皇帝陛下也止住了话题。伸了手由着霁月替他更衣。外面天色已经大明。整整一宿过去。皇帝陛下的神色却也不倦。且眉目间又明显较杨红筹离开时舒展了很多。霁月知道他是心中烦扰倾诉一番之后得到排解,也自暗暗快慰。

皇帝陛下换的是外出的袍。若照平时。此刻早已经过了要上朝的时分。可如今圣驾在外。朝会自然也免去。那只剩了一个人的“内阁”更是已经来过与皇帝通宵“理政”;这个没有嫔妃的皇帝其实应该是很闲的。至少不会连补眠的时间都没有……霁月待要说什么。到口边却又咽了回去。今日那场罚跪实在是印象深刻。让她知道她对这位皇帝陛下的脾气似乎还是并没有多么了解。

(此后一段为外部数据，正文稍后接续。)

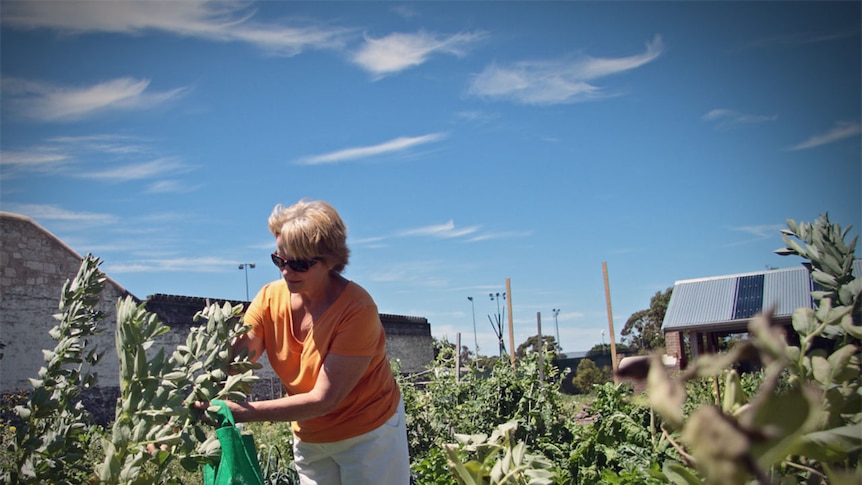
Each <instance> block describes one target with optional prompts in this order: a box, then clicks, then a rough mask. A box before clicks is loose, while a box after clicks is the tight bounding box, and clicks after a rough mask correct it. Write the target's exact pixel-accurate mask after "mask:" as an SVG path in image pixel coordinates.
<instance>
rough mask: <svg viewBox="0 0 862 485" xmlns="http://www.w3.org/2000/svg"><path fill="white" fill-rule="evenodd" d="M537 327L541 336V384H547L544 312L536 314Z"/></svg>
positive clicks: (539, 352) (540, 342) (540, 348)
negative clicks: (545, 378)
mask: <svg viewBox="0 0 862 485" xmlns="http://www.w3.org/2000/svg"><path fill="white" fill-rule="evenodd" d="M536 326H537V327H538V332H539V333H538V335H539V382H540V383H543V382H545V363H544V360H545V339H544V338H542V312H536Z"/></svg>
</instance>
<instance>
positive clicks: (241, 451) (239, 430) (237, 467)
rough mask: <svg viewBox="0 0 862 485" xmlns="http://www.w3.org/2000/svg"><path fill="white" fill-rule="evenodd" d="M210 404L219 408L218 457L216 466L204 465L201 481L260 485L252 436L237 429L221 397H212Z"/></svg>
mask: <svg viewBox="0 0 862 485" xmlns="http://www.w3.org/2000/svg"><path fill="white" fill-rule="evenodd" d="M210 406H218V408H219V410H218V411H217V413H216V418H217V423H216V426H217V429H216V436H217V437H218V441H219V444H221V460H220V461H219V463H218V465H216V466H212V465H204V485H263V473H262V472H261V471H260V463H259V462H258V460H257V448H256V447H255V445H254V436H252V435H250V434H242V433H241V432H240V430H239V428H237V427H236V422H235V421H234V419H233V414H232V413H231V412H230V408H228V407H227V404H225V402H224V401H219V400H214V401H212V402H210Z"/></svg>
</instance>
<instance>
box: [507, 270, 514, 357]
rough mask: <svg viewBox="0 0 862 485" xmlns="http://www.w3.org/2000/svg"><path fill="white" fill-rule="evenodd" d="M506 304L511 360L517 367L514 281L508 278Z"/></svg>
mask: <svg viewBox="0 0 862 485" xmlns="http://www.w3.org/2000/svg"><path fill="white" fill-rule="evenodd" d="M506 295H507V296H508V298H506V304H507V305H508V309H509V359H510V360H511V361H512V367H515V324H514V322H513V320H512V281H511V280H510V279H509V278H506Z"/></svg>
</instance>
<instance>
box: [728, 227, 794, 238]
mask: <svg viewBox="0 0 862 485" xmlns="http://www.w3.org/2000/svg"><path fill="white" fill-rule="evenodd" d="M782 229H784V226H783V225H781V224H761V225H757V226H734V227H731V228H730V230H731V231H737V232H744V233H747V234H751V235H752V236H756V237H758V238H761V239H766V238H770V237H778V236H780V234H781V230H782Z"/></svg>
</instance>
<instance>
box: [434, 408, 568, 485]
mask: <svg viewBox="0 0 862 485" xmlns="http://www.w3.org/2000/svg"><path fill="white" fill-rule="evenodd" d="M517 428H518V422H517V420H515V421H509V422H507V423H503V424H501V425H500V426H497V428H496V429H495V430H494V432H493V433H491V436H490V437H489V436H487V435H484V434H476V435H464V434H456V435H455V439H456V440H457V443H450V444H447V445H446V453H447V455H448V456H449V464H450V467H451V468H452V471H453V473H454V474H455V477H456V478H457V479H458V481H459V483H462V484H464V485H485V484H488V485H503V484H513V485H516V484H525V485H526V484H531V485H549V484H551V483H553V481H552V478H553V477H554V474H553V472H552V471H551V469H552V467H553V465H552V464H551V462H550V460H548V459H547V458H545V457H544V456H542V455H535V454H531V453H529V452H528V450H527V445H526V443H524V442H523V441H518V442H516V441H515V439H514V434H515V430H516V429H517ZM465 456H470V457H471V458H470V459H465V458H464V457H465Z"/></svg>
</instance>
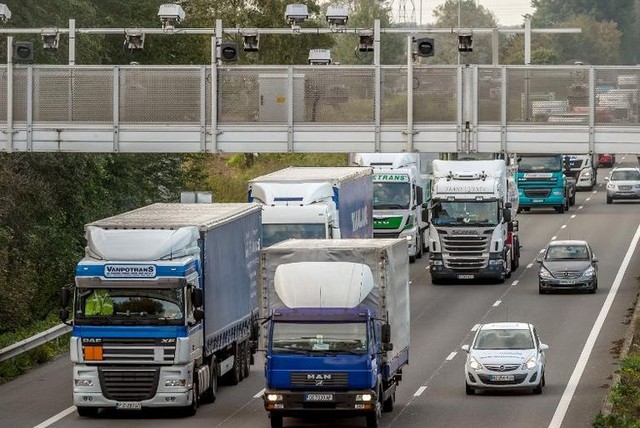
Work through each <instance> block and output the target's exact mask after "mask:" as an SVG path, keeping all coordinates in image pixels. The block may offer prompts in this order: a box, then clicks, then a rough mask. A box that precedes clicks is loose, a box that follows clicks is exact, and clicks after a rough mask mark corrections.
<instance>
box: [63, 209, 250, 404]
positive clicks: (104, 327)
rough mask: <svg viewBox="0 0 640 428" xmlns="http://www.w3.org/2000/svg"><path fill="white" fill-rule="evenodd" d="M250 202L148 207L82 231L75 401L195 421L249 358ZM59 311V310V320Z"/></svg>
mask: <svg viewBox="0 0 640 428" xmlns="http://www.w3.org/2000/svg"><path fill="white" fill-rule="evenodd" d="M260 217H261V208H260V206H259V205H258V204H247V203H243V204H204V203H202V204H165V203H158V204H152V205H148V206H145V207H142V208H139V209H136V210H133V211H129V212H125V213H122V214H118V215H116V216H113V217H109V218H105V219H102V220H97V221H94V222H92V223H89V224H87V225H86V226H85V232H86V238H87V246H86V255H85V257H84V258H83V259H82V260H81V261H80V262H79V263H78V265H77V267H76V274H75V288H74V290H73V295H72V296H71V291H70V290H69V289H67V288H65V289H63V292H62V303H63V307H65V308H66V307H67V305H68V303H69V301H70V298H71V297H73V309H72V313H73V320H72V321H71V324H72V325H73V331H72V333H71V345H70V355H71V361H72V363H73V403H74V404H75V406H76V407H77V410H78V413H79V414H80V416H94V415H96V414H97V413H98V410H99V409H106V408H111V409H122V410H140V409H145V408H160V407H165V408H169V407H171V408H176V409H180V410H182V411H183V412H184V413H186V414H187V415H193V414H194V413H195V412H196V409H197V408H198V405H199V403H207V402H213V401H214V400H215V399H216V396H217V394H218V383H219V382H220V381H222V382H225V383H226V384H232V385H233V384H237V383H238V382H239V381H240V380H242V379H243V378H245V377H246V376H248V375H249V373H250V364H251V363H252V361H253V355H254V354H255V352H256V349H257V336H256V334H257V324H256V320H257V317H258V299H257V292H258V290H257V282H258V275H259V272H258V263H259V252H260V236H261V221H260ZM68 317H69V313H68V311H67V310H66V309H62V310H61V318H62V319H63V320H66V319H67V318H68Z"/></svg>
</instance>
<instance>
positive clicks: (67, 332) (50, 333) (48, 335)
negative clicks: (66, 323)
mask: <svg viewBox="0 0 640 428" xmlns="http://www.w3.org/2000/svg"><path fill="white" fill-rule="evenodd" d="M70 331H71V326H68V325H66V324H60V325H57V326H55V327H51V328H50V329H49V330H45V331H43V332H41V333H38V334H36V335H35V336H31V337H29V338H27V339H24V340H21V341H20V342H17V343H14V344H13V345H9V346H7V347H6V348H3V349H0V362H2V361H5V360H8V359H10V358H13V357H15V356H18V355H20V354H22V353H24V352H27V351H29V350H31V349H33V348H37V347H38V346H40V345H44V344H45V343H47V342H50V341H52V340H53V339H57V338H58V337H60V336H63V335H65V334H67V333H69V332H70Z"/></svg>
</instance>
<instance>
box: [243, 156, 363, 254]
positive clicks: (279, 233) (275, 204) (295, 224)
mask: <svg viewBox="0 0 640 428" xmlns="http://www.w3.org/2000/svg"><path fill="white" fill-rule="evenodd" d="M248 187H249V190H248V196H249V202H257V203H259V204H261V205H262V206H263V212H262V235H263V241H262V244H263V246H264V247H268V246H269V245H273V244H275V243H277V242H280V241H283V240H285V239H290V238H304V239H314V238H315V239H318V238H328V239H331V238H334V239H341V238H372V237H373V218H372V215H373V214H372V212H373V210H372V195H373V182H372V169H371V168H368V167H289V168H285V169H281V170H279V171H275V172H272V173H270V174H266V175H263V176H261V177H257V178H254V179H253V180H251V181H249V184H248Z"/></svg>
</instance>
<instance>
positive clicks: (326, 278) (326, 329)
mask: <svg viewBox="0 0 640 428" xmlns="http://www.w3.org/2000/svg"><path fill="white" fill-rule="evenodd" d="M261 266H262V275H261V286H260V290H261V293H262V294H261V299H260V301H261V315H262V316H263V317H265V318H266V322H265V324H264V328H265V329H266V334H263V335H261V337H263V338H264V339H265V342H266V343H265V345H264V347H265V348H266V362H265V376H266V388H265V390H264V394H263V401H264V406H265V409H266V410H267V412H269V417H270V423H271V427H272V428H281V427H282V425H283V418H285V417H302V418H314V417H316V416H319V415H324V416H329V417H343V416H344V417H364V418H365V420H366V426H367V428H376V427H377V426H378V423H379V418H380V416H381V413H382V412H390V411H392V410H393V407H394V401H395V392H396V388H397V386H398V384H399V383H400V381H401V380H402V370H403V367H404V366H405V365H406V364H408V362H409V337H410V335H409V319H410V317H409V262H408V258H407V248H406V243H405V242H404V240H402V239H342V240H336V239H333V240H326V239H325V240H317V239H311V240H300V239H297V240H296V239H294V240H288V241H284V242H280V243H278V244H276V245H272V246H270V247H267V248H264V249H263V250H262V253H261Z"/></svg>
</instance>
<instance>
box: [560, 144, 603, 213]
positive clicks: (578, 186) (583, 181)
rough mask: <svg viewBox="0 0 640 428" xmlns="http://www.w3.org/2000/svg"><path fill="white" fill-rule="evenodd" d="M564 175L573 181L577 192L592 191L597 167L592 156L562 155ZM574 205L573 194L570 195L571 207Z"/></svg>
mask: <svg viewBox="0 0 640 428" xmlns="http://www.w3.org/2000/svg"><path fill="white" fill-rule="evenodd" d="M563 161H564V162H563V163H564V167H565V170H564V175H566V176H567V177H568V178H571V179H573V181H574V182H575V187H576V189H577V190H580V189H582V190H593V188H594V187H596V184H597V171H598V169H597V166H596V162H595V161H594V155H592V154H589V153H587V154H582V155H563ZM574 204H575V192H574V194H573V195H572V201H571V205H574Z"/></svg>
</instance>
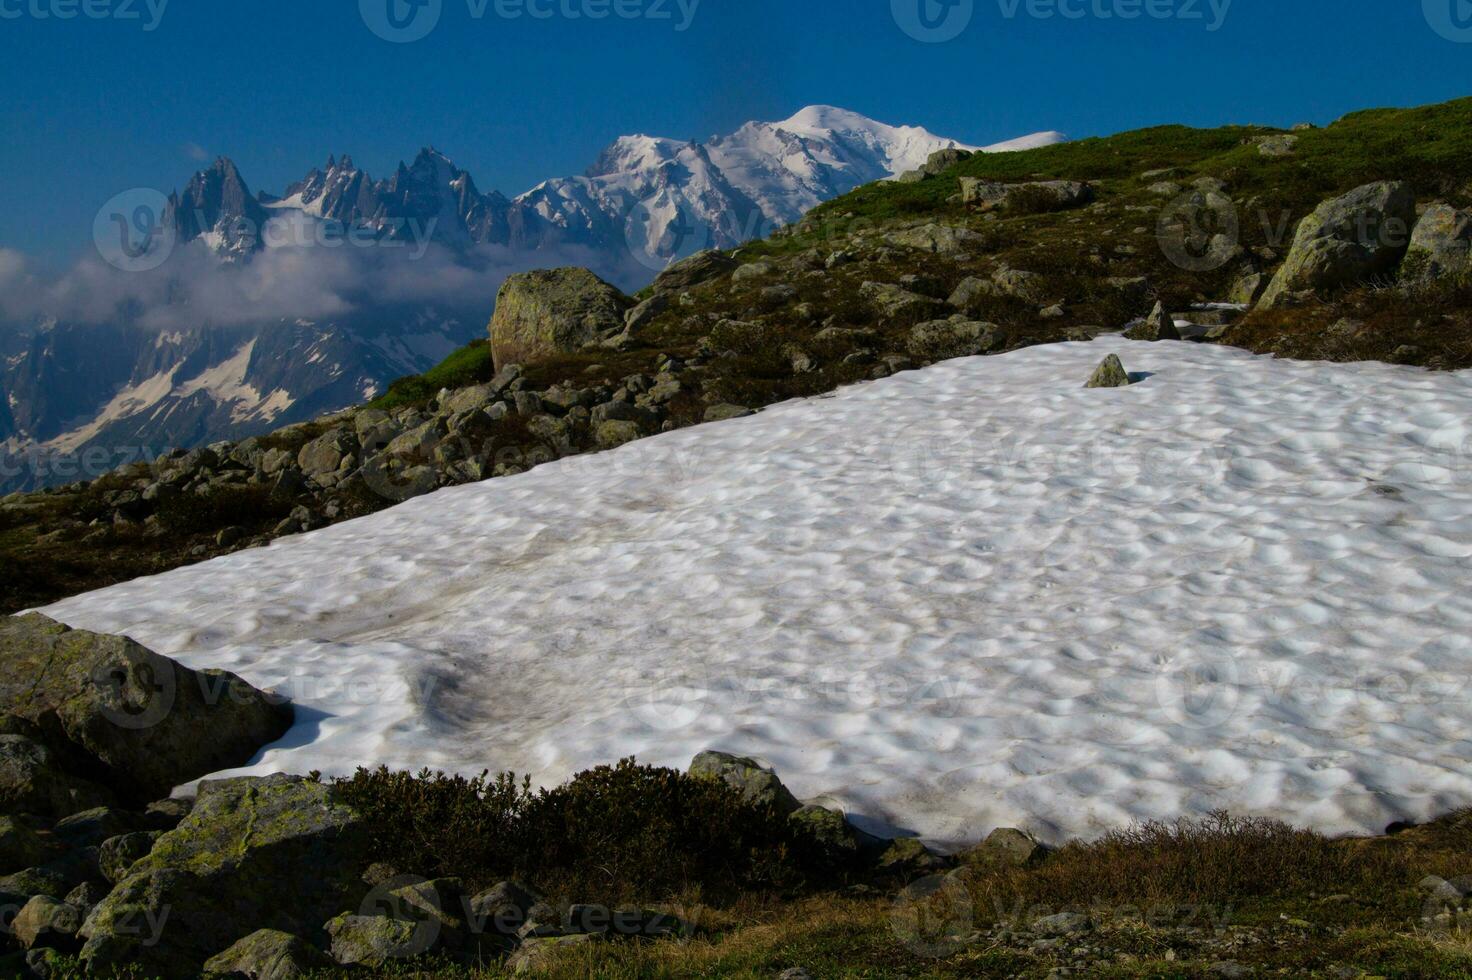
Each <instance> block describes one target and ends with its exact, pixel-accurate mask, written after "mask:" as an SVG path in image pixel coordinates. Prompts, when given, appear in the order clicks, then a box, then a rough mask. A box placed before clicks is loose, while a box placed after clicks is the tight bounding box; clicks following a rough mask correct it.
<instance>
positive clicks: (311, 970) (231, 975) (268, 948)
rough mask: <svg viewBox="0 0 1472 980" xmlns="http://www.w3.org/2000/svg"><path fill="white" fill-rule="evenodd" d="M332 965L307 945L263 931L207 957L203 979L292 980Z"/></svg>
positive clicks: (325, 967) (293, 939)
mask: <svg viewBox="0 0 1472 980" xmlns="http://www.w3.org/2000/svg"><path fill="white" fill-rule="evenodd" d="M333 965H334V964H333V959H331V958H330V956H328V955H327V954H324V952H322V951H321V949H318V948H316V946H314V945H311V943H309V942H306V940H302V939H299V937H296V936H293V934H291V933H283V931H281V930H278V928H262V930H259V931H255V933H250V934H249V936H246V937H244V939H241V940H240V942H238V943H236V945H234V946H231V948H230V949H227V951H225V952H222V954H219V955H216V956H210V958H209V961H208V962H206V964H205V976H206V977H246V979H247V980H291V979H293V977H305V976H308V974H312V973H319V971H324V970H330V968H331V967H333Z"/></svg>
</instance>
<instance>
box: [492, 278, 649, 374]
mask: <svg viewBox="0 0 1472 980" xmlns="http://www.w3.org/2000/svg"><path fill="white" fill-rule="evenodd" d="M633 305H634V303H633V300H630V299H629V297H627V296H624V294H623V293H621V291H618V290H617V288H615V287H612V285H609V284H608V283H605V281H604V280H601V278H598V277H596V275H593V274H592V272H589V271H587V269H580V268H562V269H537V271H534V272H521V274H517V275H512V277H509V278H508V280H506V281H505V284H502V287H500V293H498V294H496V312H495V313H493V315H492V318H490V327H489V333H490V349H492V356H493V359H495V362H496V365H498V366H503V365H509V363H534V362H537V361H543V359H546V358H553V356H556V355H564V353H576V352H578V350H581V349H583V347H586V346H589V344H596V343H602V341H605V340H609V338H612V337H615V335H618V334H620V333H623V330H624V316H626V313H627V312H629V309H630V308H631V306H633Z"/></svg>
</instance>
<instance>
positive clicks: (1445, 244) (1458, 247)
mask: <svg viewBox="0 0 1472 980" xmlns="http://www.w3.org/2000/svg"><path fill="white" fill-rule="evenodd" d="M1404 268H1406V272H1407V274H1410V275H1412V277H1415V278H1440V277H1444V275H1462V274H1465V272H1468V271H1472V210H1459V209H1456V207H1451V206H1450V205H1432V206H1431V207H1428V209H1426V213H1423V215H1422V216H1420V221H1418V222H1416V230H1415V231H1413V232H1412V235H1410V250H1409V252H1407V253H1406V266H1404Z"/></svg>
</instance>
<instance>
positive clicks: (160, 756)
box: [0, 614, 293, 799]
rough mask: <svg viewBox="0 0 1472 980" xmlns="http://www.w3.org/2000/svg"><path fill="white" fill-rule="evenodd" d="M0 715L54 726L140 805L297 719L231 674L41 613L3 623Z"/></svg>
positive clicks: (248, 750)
mask: <svg viewBox="0 0 1472 980" xmlns="http://www.w3.org/2000/svg"><path fill="white" fill-rule="evenodd" d="M0 709H3V711H7V712H10V714H13V715H18V717H21V718H25V720H28V721H31V722H41V721H43V720H44V721H47V722H49V724H53V725H54V727H56V728H57V730H59V733H60V734H62V736H65V737H66V739H68V740H69V743H71V745H72V746H75V748H77V749H78V750H81V752H85V753H87V755H88V756H93V758H94V759H96V761H97V762H100V764H102V767H106V771H107V774H109V777H107V778H109V781H110V783H112V787H113V789H115V790H118V792H121V793H125V795H128V796H141V798H143V799H158V798H159V796H165V795H168V792H169V790H172V789H174V787H175V786H178V784H181V783H187V781H188V780H194V778H199V777H200V775H205V774H208V773H218V771H219V770H227V768H231V767H236V765H241V764H244V762H246V761H247V759H250V756H253V755H255V753H256V750H258V749H261V746H263V745H268V743H271V742H275V740H277V739H278V737H281V734H284V733H286V730H287V728H289V727H290V725H291V717H293V712H291V708H290V705H289V703H286V702H284V700H281V699H278V697H274V696H269V695H266V693H263V692H259V690H256V689H255V687H252V686H250V684H247V683H246V681H243V680H240V678H238V677H236V675H234V674H227V672H224V671H191V670H188V668H187V667H184V665H183V664H178V662H175V661H171V659H168V658H165V656H159V655H158V653H155V652H152V650H149V649H146V647H143V646H140V645H137V643H134V642H132V640H130V639H127V637H121V636H105V634H100V633H88V631H85V630H71V628H68V627H65V625H62V624H60V622H56V621H53V619H47V618H46V617H43V615H40V614H28V615H24V617H10V618H7V619H4V621H3V622H0Z"/></svg>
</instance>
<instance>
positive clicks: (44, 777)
mask: <svg viewBox="0 0 1472 980" xmlns="http://www.w3.org/2000/svg"><path fill="white" fill-rule="evenodd" d="M63 756H65V753H57V752H54V750H52V748H49V746H47V745H43V743H41V742H40V740H37V739H31V737H28V736H22V734H0V811H6V812H12V814H37V815H40V817H60V815H63V814H72V812H75V811H79V809H90V808H93V806H106V805H109V803H112V802H115V798H113V795H112V790H109V789H106V787H105V786H100V784H97V783H94V781H91V780H88V778H84V777H81V775H77V774H75V773H74V771H72V768H74V767H72V765H69V764H65V762H63Z"/></svg>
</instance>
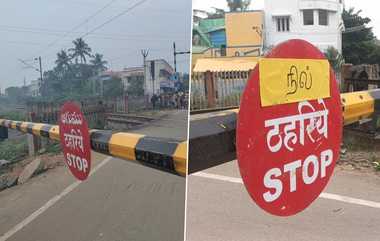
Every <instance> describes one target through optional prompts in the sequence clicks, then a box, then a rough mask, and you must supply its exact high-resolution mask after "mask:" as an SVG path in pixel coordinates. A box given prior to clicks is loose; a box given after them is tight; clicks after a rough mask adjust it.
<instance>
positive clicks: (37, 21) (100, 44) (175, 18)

凤紫泯却注意到了这个寝宫女官的欲言又止。趁着心情不错。便笑道:“霁月。你知道韩昭侯和曹阿瞒杀近侍的故事么?孤向来欣赏你的。便是守本分这一项。”

说罢。也没有等她答话的意思。自顾走出去。外面自有内侍迎着跟上。

霁月看着皇帝陛下的背影,噤若寒蝉……果然,开始的那段罚跪是有原因的。

她因为是庶女的缘故,从小性格内向,素来深居绣阁,说是做着女红针线,其实日日与古籍和古籍伴,自然也懂不少典故。韩昭侯的故事,说的是杀段吧?这位战国时代的君主,曾因为典冠在他醉卧时为他加衣这么一件事,便加罪典衣,杀典冠;只因为:该负责为他加衣的是典衣,失职;不该为他加衣的典冠,越权。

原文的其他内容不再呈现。